3.2. Coliform Spike and Incorporation

The lake water spikes of 5, 10, and 100% contained 0.08, 0.17, and 1.40 × 10⁶ TCC mL⁻¹, respectively. The lake water contained 0.53 × 10⁶ ICC mL⁻¹, whereas 5 and 10% diluted lake water contained less than 50 ICC mL⁻¹. Therefore, the free chlorine residual in the tap water (which was higher than in a typical dead-end pipe) may have inactivated the lake water microbiome in 5 and 10% spike water. Chlorine residual plays the primary role in mitigating the planktonic regrowth, or biofilm seeding, caused by potential pathogens (or undesired micro-organisms) [3]. This could suggest that the chlorine residual within the reactors may have been sufficient to inactivate coliforms and Escherichia coli in the first 24 h as they were not observed in spiked water for ARs 1 and 2 (lake water 5 and 10%, respectively). Conversely, coliforms were detected in 2-day-old spiked water in AR3 (100% spike), which did not have a chlorine residual, but Escherichia coli was not detected, suggesting this was inactivated by stressful conditions such as nutrient starvation.

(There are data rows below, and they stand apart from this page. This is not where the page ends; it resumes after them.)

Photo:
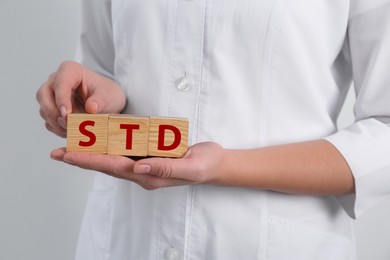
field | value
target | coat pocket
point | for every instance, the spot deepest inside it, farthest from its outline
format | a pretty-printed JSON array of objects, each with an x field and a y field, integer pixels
[
  {"x": 96, "y": 226},
  {"x": 295, "y": 241}
]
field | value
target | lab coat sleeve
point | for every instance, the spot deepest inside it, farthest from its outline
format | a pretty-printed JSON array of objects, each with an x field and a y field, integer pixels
[
  {"x": 96, "y": 48},
  {"x": 365, "y": 144}
]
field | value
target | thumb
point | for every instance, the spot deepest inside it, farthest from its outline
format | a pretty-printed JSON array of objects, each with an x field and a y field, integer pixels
[
  {"x": 105, "y": 97},
  {"x": 178, "y": 168},
  {"x": 65, "y": 82}
]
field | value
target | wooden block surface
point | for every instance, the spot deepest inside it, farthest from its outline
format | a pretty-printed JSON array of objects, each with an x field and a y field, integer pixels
[
  {"x": 87, "y": 133},
  {"x": 168, "y": 137},
  {"x": 128, "y": 135}
]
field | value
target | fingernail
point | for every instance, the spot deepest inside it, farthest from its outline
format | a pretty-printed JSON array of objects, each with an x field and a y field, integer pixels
[
  {"x": 61, "y": 122},
  {"x": 94, "y": 107},
  {"x": 142, "y": 169},
  {"x": 63, "y": 111}
]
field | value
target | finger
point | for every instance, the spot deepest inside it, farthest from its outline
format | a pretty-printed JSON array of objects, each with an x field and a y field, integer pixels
[
  {"x": 183, "y": 168},
  {"x": 48, "y": 109},
  {"x": 109, "y": 99},
  {"x": 57, "y": 131},
  {"x": 110, "y": 164},
  {"x": 58, "y": 154},
  {"x": 68, "y": 79},
  {"x": 151, "y": 182}
]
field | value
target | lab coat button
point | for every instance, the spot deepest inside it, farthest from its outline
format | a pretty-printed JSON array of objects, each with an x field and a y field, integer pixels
[
  {"x": 183, "y": 84},
  {"x": 171, "y": 253}
]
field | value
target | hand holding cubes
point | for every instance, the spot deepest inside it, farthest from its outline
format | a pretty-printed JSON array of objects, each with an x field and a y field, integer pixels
[{"x": 127, "y": 135}]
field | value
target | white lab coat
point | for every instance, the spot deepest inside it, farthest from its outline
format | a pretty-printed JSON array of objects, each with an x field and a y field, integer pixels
[{"x": 260, "y": 73}]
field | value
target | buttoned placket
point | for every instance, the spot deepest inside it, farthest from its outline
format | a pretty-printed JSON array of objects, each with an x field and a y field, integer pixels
[{"x": 187, "y": 19}]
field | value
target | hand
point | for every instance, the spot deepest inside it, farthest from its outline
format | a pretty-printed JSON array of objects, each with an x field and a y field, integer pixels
[
  {"x": 74, "y": 88},
  {"x": 203, "y": 163}
]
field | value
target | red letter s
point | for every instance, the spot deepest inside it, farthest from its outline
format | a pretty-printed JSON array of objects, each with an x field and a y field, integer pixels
[{"x": 84, "y": 131}]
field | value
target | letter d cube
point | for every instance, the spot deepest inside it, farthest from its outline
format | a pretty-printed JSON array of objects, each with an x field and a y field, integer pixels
[{"x": 168, "y": 137}]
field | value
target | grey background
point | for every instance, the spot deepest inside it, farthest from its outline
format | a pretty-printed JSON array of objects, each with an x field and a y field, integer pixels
[{"x": 42, "y": 201}]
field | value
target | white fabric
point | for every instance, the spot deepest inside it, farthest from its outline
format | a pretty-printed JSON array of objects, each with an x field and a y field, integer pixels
[{"x": 261, "y": 72}]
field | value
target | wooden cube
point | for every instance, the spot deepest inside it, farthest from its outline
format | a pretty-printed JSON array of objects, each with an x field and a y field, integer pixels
[
  {"x": 128, "y": 135},
  {"x": 168, "y": 137},
  {"x": 87, "y": 133}
]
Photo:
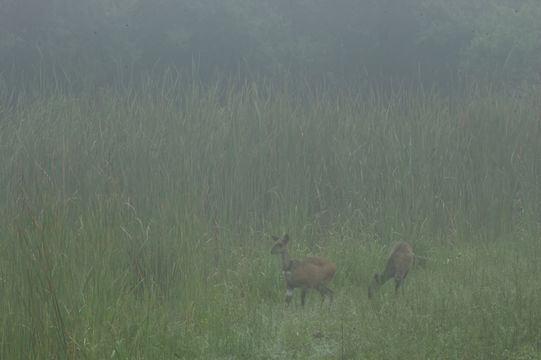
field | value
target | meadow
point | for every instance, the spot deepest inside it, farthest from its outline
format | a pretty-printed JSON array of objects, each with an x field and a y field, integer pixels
[{"x": 137, "y": 223}]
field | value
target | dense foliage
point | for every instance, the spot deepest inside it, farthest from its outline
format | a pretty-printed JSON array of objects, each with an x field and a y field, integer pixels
[
  {"x": 136, "y": 225},
  {"x": 428, "y": 40}
]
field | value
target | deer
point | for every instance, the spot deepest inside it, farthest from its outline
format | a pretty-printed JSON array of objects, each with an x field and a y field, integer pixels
[
  {"x": 398, "y": 265},
  {"x": 308, "y": 272}
]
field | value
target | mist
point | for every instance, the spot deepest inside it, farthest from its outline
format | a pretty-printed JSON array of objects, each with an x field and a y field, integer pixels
[
  {"x": 256, "y": 179},
  {"x": 355, "y": 42}
]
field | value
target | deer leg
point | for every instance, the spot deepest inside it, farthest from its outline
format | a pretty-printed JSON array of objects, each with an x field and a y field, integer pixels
[
  {"x": 398, "y": 283},
  {"x": 289, "y": 295},
  {"x": 303, "y": 295}
]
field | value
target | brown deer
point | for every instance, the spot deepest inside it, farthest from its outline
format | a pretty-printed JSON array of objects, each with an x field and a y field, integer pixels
[
  {"x": 308, "y": 272},
  {"x": 398, "y": 265}
]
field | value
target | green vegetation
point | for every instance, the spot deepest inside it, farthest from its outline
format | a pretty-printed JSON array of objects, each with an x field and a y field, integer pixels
[
  {"x": 350, "y": 42},
  {"x": 135, "y": 224}
]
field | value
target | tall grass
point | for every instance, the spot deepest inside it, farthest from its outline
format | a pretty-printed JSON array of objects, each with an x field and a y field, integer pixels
[{"x": 135, "y": 223}]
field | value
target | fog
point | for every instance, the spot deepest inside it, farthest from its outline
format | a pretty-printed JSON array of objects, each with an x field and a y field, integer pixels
[
  {"x": 270, "y": 179},
  {"x": 355, "y": 41}
]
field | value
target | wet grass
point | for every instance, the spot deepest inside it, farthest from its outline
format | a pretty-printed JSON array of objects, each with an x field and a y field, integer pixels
[{"x": 136, "y": 224}]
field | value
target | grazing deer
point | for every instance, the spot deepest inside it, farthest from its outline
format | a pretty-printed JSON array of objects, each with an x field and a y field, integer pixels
[
  {"x": 398, "y": 265},
  {"x": 308, "y": 272}
]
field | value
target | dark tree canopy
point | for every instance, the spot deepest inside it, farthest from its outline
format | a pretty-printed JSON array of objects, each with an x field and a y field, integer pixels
[{"x": 428, "y": 40}]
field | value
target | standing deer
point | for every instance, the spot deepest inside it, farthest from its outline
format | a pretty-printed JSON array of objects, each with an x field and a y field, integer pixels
[
  {"x": 308, "y": 272},
  {"x": 398, "y": 265}
]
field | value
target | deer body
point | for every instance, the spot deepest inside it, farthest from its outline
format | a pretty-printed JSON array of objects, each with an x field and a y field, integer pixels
[
  {"x": 398, "y": 265},
  {"x": 304, "y": 273}
]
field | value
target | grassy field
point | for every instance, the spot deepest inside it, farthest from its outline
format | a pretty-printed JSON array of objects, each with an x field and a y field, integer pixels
[{"x": 137, "y": 224}]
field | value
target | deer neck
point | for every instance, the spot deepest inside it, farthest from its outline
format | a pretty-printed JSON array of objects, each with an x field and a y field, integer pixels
[{"x": 286, "y": 261}]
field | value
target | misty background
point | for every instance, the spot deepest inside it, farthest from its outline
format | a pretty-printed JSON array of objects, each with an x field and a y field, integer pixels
[{"x": 350, "y": 41}]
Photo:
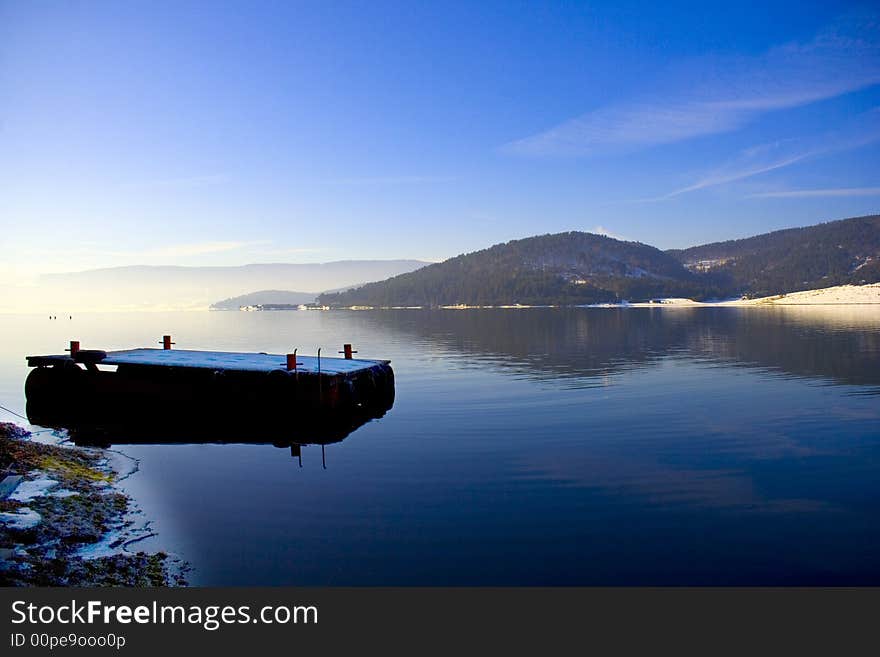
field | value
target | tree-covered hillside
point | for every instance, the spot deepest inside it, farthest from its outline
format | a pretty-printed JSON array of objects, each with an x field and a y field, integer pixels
[
  {"x": 580, "y": 268},
  {"x": 565, "y": 268},
  {"x": 833, "y": 253}
]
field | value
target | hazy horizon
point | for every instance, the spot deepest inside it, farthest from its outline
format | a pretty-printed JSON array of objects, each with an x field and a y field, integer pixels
[{"x": 150, "y": 134}]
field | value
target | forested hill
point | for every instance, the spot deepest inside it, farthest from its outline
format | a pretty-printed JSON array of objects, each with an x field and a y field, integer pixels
[
  {"x": 833, "y": 253},
  {"x": 565, "y": 268},
  {"x": 579, "y": 268}
]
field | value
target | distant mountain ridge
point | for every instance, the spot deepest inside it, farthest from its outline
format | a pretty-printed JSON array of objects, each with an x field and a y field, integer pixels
[
  {"x": 794, "y": 259},
  {"x": 263, "y": 297},
  {"x": 583, "y": 268},
  {"x": 143, "y": 287}
]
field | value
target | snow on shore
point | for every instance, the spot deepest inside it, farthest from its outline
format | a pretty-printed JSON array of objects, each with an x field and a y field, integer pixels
[{"x": 838, "y": 295}]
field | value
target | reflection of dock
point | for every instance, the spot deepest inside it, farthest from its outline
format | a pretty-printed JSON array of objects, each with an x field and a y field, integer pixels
[{"x": 175, "y": 396}]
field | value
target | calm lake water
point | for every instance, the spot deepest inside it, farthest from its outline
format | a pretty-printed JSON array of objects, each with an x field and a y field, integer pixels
[{"x": 535, "y": 446}]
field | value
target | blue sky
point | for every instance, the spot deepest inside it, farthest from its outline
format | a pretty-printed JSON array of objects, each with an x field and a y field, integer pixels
[{"x": 228, "y": 133}]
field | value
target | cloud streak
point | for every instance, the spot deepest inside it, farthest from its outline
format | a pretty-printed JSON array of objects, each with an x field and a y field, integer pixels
[
  {"x": 764, "y": 158},
  {"x": 812, "y": 193},
  {"x": 711, "y": 96}
]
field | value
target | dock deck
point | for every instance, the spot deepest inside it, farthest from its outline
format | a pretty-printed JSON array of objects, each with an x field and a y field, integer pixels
[
  {"x": 221, "y": 360},
  {"x": 65, "y": 389}
]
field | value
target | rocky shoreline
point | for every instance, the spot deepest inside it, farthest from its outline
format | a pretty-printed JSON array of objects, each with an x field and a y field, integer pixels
[{"x": 65, "y": 522}]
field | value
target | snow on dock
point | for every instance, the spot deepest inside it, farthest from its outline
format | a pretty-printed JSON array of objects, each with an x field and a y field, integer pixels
[{"x": 237, "y": 361}]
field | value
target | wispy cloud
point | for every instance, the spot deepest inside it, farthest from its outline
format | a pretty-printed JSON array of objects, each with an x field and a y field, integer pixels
[
  {"x": 182, "y": 182},
  {"x": 710, "y": 96},
  {"x": 764, "y": 158},
  {"x": 810, "y": 193},
  {"x": 387, "y": 180},
  {"x": 197, "y": 248}
]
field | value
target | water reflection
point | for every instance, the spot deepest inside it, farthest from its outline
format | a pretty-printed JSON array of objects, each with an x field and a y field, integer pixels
[
  {"x": 166, "y": 427},
  {"x": 838, "y": 344}
]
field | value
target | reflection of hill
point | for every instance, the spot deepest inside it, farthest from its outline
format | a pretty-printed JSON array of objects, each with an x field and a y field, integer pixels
[{"x": 839, "y": 344}]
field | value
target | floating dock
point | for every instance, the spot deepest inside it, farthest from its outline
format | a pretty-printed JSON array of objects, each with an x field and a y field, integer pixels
[{"x": 88, "y": 389}]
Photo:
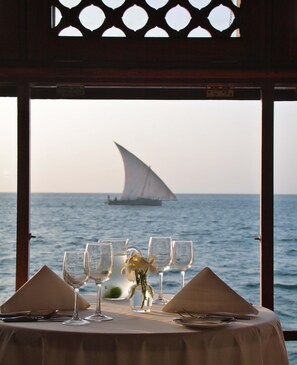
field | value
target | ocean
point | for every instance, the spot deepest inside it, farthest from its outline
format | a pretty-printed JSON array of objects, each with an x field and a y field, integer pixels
[{"x": 223, "y": 229}]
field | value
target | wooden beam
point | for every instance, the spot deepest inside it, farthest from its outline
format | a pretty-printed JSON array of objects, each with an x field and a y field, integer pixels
[
  {"x": 266, "y": 207},
  {"x": 23, "y": 185}
]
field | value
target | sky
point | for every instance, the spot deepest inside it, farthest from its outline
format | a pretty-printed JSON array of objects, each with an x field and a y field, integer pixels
[{"x": 194, "y": 146}]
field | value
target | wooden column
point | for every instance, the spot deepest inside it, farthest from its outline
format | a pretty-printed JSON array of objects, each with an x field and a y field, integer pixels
[
  {"x": 23, "y": 185},
  {"x": 266, "y": 207}
]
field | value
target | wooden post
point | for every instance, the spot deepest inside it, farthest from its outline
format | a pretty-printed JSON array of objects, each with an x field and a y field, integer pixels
[
  {"x": 267, "y": 191},
  {"x": 23, "y": 186}
]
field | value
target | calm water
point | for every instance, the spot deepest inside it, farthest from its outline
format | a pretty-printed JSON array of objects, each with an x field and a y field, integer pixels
[{"x": 222, "y": 227}]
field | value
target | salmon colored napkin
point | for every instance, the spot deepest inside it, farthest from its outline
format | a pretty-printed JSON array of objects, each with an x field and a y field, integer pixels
[
  {"x": 207, "y": 293},
  {"x": 44, "y": 291}
]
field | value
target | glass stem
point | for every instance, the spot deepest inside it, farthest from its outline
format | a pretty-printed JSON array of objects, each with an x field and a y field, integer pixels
[
  {"x": 75, "y": 312},
  {"x": 161, "y": 285},
  {"x": 98, "y": 303},
  {"x": 182, "y": 279}
]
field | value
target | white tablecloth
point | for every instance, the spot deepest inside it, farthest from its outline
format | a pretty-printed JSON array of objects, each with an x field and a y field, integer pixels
[{"x": 143, "y": 339}]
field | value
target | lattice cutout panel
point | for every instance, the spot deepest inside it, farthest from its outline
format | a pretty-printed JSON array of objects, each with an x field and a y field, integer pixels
[{"x": 146, "y": 18}]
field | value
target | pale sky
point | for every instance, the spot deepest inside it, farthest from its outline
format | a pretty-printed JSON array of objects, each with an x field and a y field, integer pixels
[{"x": 194, "y": 146}]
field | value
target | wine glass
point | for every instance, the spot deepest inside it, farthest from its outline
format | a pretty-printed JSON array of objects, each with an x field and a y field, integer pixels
[
  {"x": 75, "y": 273},
  {"x": 100, "y": 265},
  {"x": 182, "y": 259},
  {"x": 161, "y": 249}
]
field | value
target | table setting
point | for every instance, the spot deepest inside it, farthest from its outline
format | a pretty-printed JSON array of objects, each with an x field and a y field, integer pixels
[{"x": 206, "y": 319}]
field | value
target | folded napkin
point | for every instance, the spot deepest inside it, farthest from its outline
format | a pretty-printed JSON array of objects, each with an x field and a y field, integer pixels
[
  {"x": 207, "y": 293},
  {"x": 44, "y": 291}
]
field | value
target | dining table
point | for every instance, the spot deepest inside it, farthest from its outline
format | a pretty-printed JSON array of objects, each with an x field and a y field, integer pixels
[{"x": 152, "y": 338}]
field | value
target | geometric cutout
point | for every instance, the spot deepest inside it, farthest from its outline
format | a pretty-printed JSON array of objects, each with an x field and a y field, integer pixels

During 24 hrs post-spike, the biofilm cell counts dramatically increased up to 3.3-, 4.4-, and 44.8-fold for ARs 1, 2, and 3, respectively. Interestingly, coliforms and Escherichia coli were typically not detected in the post-spike biofilm samples except for one coupon (24 h post-spike for AR3). This could suggest that coliforms preferred to be in the planktonic form for the conditions investigated. Coliforms were not well incorporated within drinking water biofilm during acute exposure, were metabolically inactive, or were under the detection limit. Previous studies have highlighted the incorporation of organisms, such as Legionella pneumophila or Pseudomonas aeruginosa, adapted to oligotrophic conditions [1]. However, this incorporation can be boosted by mature biofilms and turbulent hydraulic regimes. Further experiments with biofilm age and a turbulent hydraulic regime are required to understand the behaviours of health-related organisms under various hydraulic conditions and the chances of biofilm attachment/incorporation [6].

4. Conclusions

This study highlights that coliform incorporation within biofilms is only observed in the early phase of the spike. Biofilm age and operating conditions (constant laminar flow and chlorine residual) in this study were unfavourable conditions for coliform proliferation/incorporation. Young biofilm did not significantly mobilise during flushing.